Neil – Mother: 12 Nov 1918

P.S. Don’t ruin my reputation for sobriety and non flirtationess by letting anything in this letter go beyond the family.

I have had a letter from Ella Matheson. Warn me of any future sister of mine in time for me to be up to date in congratulating Gorrie.

Dear Mother,
The long long trial has just ended. Yesterday at the eleventh hour, of the eleventh day, of the eleventh month (what a thing it is to have a mathematician in the family) Germany turned it in. I had just got back into camp from leave. Just after writing my last letter. I went to a halloeen party at the house of a big electrical power contractor in Glasgow, a bachelor who lives with his widowed sister and his niece. I fell in love with the niece very badly but it was only for “duration” so there is no need to worry about it now. They adopted me for the week,- and it was some week, I’m tellin’ ya.

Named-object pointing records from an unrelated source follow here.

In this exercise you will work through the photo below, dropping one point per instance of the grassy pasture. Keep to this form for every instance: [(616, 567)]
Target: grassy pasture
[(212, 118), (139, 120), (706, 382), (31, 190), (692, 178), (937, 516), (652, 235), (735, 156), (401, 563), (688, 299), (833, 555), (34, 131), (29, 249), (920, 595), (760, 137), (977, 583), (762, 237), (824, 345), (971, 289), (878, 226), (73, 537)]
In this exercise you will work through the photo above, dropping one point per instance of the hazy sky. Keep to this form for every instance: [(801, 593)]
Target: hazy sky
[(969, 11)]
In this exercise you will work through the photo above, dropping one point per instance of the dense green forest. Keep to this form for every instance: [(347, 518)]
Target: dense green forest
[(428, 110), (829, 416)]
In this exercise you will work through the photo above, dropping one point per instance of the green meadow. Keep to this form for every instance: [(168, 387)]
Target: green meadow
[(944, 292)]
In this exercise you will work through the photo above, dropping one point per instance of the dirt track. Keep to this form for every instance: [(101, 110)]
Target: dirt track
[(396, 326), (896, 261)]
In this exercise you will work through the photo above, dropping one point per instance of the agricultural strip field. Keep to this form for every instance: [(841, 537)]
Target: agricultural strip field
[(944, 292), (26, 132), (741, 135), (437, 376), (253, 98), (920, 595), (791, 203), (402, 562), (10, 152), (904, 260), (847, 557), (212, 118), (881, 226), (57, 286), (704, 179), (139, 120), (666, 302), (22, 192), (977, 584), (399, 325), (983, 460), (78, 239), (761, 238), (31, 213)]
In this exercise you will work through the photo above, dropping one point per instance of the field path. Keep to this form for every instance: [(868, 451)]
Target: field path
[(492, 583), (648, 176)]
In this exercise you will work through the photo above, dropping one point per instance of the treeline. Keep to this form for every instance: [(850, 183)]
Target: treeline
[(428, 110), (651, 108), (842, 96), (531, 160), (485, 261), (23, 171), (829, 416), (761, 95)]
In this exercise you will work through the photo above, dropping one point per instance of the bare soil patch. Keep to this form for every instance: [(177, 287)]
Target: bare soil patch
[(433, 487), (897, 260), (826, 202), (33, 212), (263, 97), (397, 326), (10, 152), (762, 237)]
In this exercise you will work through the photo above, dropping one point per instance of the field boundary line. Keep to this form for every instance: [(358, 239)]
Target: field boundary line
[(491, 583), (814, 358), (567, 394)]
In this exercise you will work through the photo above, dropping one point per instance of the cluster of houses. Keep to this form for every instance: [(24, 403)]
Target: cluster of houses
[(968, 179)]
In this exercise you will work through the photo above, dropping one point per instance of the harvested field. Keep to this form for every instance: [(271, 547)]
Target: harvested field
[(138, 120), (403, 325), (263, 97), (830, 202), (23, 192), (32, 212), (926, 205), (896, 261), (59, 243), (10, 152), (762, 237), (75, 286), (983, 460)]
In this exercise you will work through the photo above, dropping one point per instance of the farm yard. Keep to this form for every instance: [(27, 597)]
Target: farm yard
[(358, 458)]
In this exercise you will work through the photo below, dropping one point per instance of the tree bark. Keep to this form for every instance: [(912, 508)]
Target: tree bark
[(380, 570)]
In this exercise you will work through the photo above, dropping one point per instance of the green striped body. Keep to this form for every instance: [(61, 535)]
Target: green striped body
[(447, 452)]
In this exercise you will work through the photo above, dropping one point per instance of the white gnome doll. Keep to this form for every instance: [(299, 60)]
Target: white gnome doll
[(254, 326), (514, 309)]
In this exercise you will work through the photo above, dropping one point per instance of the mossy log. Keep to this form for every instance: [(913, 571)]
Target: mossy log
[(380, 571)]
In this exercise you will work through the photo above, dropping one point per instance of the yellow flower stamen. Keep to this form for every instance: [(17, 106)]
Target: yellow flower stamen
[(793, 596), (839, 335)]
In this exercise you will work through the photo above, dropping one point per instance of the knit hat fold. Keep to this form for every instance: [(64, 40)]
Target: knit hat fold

I’d give you a long account of it only the typewriter is out of action and this is too much like hard work. For the eight days beginning Sat 2nd, we (two) had tea and supper together every night generally at their place (and expense) tea, and always for supper. I was supported in my revelry by two Canadians who were also at the party and engaged themselves for duration to two other pretty bonnie lassies from two houses up. In fact, the six of us knocked around together to a large extent. I am not going to tell you how much a special celebration dinner in a little private room where the waiter had to knock before entering cost us. I caught the 11.35 p.m car back from Muirend (5 1/2 miles from the city) every night except the last. They altered the clock that night. The two girls came down to the corner as usual to see me off knowing the car had gone. They then gently but firmly led me back and insisted on my having the spare room for the night. I spent all the next day (Sunday) with them and left Glasgow at 9 p.m that night.

I arrived back in camp here, heard peace was declared so about turned and with Harry Reynolds (AGS and AUC) made a bee line [no pass] for the Smoke. In France I had promised Arnold my medical corps teaching, chess friend, that I shd get drunk stunned Peace night whether I was with him or not. But except for beer, the smell of which makes me sick, London had practically dried up, so we had to do our best to get the glad feeling on 3 shilling brandies each that had been saved from the wreck of a little French bar. I was pleased to be in the greatest city in the world on the greatest day of the century, but you have probably had a better account of it in the papers than I could give here. Have only received one letter from Paget St dated 25-8-18. I connected with Conney’s big brother here about five weeks ago. You seem to be having a fair amount of sickness in N.Z.

Whenever I receive parcels I mention them in the next letter,- they usually inspire me to write at once, so if I have failed to mention receiving any, they are to be presumed missing. The ones you posted in Jan probably went to France to find me, and when I shifted over here and signed a separate peace, would be used as Hosp comforts over there. The birthday cake came late,- you probably got my acknowledgement of it after writing. I had to ponder over the concluding sentence (enclosed) of your letter quite a long while before I “got” it. It changes it’s meaning according to where you imagine the commas, and whether you take the two final words “finish” to apply to the war, or to home, or to me. Don’t take all this letter seriously as (from what Charlie says) you seem to have taken some piffle I wrote to Dad about a year ago.

I’d like to be across the pond singing “Apres la guerre fini” now. The old froggies will be all digging up the cases of champagne that they buried behind the fowl-house out of the way of Fritz.

All I want now is for some duke or rich uncle to give me £3000 to spend four years at Cambridge with.